A equipa planeia lançar uma aplicação para iPhone em conjunto com o CH4 na data de lançamento do dispositivo. Depois disso, farão “todos os esforços para desenvolver uma aplicação para Android”.

Aplicação do CH4 para iPhone. CH4/Kickstarter

“Porque é que eu me devo importar com isto?”

São os próprios mentores do projeto a colocar a questão. Porquê? Porque é que as pessoas se devem importar com os gases que libertam?

Segundo os criadores, “em média, uma pessoa expele gases 13 vezes por dia em condições normais”. E existem vários problemas relacionados com os gases que libertamos: “dor abdominal”, “desconforto” e, sobretudo, “situações sociais embaraçosas” são alguns deles.

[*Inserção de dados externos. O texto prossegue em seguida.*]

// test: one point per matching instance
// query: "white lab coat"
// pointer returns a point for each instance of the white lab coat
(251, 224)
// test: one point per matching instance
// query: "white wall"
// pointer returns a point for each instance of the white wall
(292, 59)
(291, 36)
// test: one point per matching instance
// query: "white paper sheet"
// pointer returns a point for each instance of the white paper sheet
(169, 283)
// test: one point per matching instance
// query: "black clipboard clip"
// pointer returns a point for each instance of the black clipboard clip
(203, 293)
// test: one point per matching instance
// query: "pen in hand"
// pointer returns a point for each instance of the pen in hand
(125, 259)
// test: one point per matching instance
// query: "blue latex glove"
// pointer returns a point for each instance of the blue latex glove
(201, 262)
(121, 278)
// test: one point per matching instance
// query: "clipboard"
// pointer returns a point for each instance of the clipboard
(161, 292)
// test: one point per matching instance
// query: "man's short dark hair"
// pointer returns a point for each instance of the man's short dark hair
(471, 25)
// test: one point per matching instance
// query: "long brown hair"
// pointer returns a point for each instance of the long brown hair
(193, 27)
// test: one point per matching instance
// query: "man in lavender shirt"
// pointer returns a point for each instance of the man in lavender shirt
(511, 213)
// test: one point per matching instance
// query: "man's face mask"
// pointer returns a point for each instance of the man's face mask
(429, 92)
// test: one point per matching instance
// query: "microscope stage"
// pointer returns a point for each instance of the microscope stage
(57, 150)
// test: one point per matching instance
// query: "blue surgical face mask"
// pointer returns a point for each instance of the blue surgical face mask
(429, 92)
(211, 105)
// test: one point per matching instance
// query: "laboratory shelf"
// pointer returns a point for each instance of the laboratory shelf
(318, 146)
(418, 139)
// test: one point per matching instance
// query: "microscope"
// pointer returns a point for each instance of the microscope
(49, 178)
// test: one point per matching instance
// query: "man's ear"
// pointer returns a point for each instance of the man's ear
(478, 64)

Mas nem tudo é mau quando se fala de gases. Um estudo da Universidade de Exeter, na Inglaterra, sugere que o sulfato de hidrogénio presente no cheiro dos gases intestinais e, por exemplo, nos ovos podres, reduz o risco de cancro, ataque cardíaco, AVC, artrite e demência. O sulfato de hidrogénio protege as mitocôndrias presentes nas células, ou seja, indiretamente também protege as próprias células.

Por fim, o CH4 é fácil de usar: basta ligar e meter no bolso. Por isso, num mundo de diversidade, em que as pessoas ingerem os mais variados tipos de alimentos, o CH4 deteta e informa quais os alimentos que provocam gases. Poderá ser a próxima tendência do mercado dos wearables. Ou então não.